In the second half, however, an emboldened Capuchino team pushed back.
Despite the fact that Aragon quarterback Sean Hickey completed 14 of 23 passes for 173 yards, with Jalen Scroggins catching five passes for 76 yards, Capuchino’s swarming defense made the difference while the offense did what it needed to do – specifically, two deadly halfback passes.
Zayac, who rushed for 59 yards on 15 carries, surprised Aragon in the second quarter by throwing over the defense to Conclara for 38 yards. After securing a handoff on a reverse, he pulled up again to find Arauz for the game-winning touchdown.
“I’ve never played quarterback in my life,” said Zayac. “Coach goes, ‘Game-winning throw?'” ‘I’ll give it a shot,’ I say. It was called by Coach. We took it.”
Jay Oca, the Caps’ fifth-year coach, enjoys the deception. He ran the same play against Aragon two years ago, losing 36-33.
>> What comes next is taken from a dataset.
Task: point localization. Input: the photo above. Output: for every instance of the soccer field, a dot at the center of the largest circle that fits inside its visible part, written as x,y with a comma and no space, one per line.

“I’m a linebacker at heart,” Oca told reporters. “I know when linebackers are on the field. That’s exactly what I do. It’s just the way the game feels.”
Capuchino left with a sense of accomplishment.
“I knew our time was coming,” said senior running back Charlie Barfield.
Oca only acknowledged that “this means we’re on the right track.”
“We’re a physical team, a fast team,” he added. And we are a hungry group.”
The night wasn’t just about the championship, which came in the third tier of the PAL’s new five-tier merger with the Santa Clara Valley Athletic League.
It was because of their shared history with Aragon.
Since Aragon, the younger of the two, was founded in San Mateo in 1961, Cap and Aragon have shared a league. The schools eventually switched from the Mid-Peninsula League to the PAL, where Aragon grew in strength and became a San Mateo County public school powerhouse.
As the league was divided into three divisions based on merit, Aragon was winning titles in the top-tier Bay Division while Cap was mostly scraping by in the bottom-tier Lake Division.
Aragon has either played in a higher division than Capuchino or finished ahead of the Mustangs in the standings since 1996.
However, let it be known that Capuchino finally caught the Dons in 2023.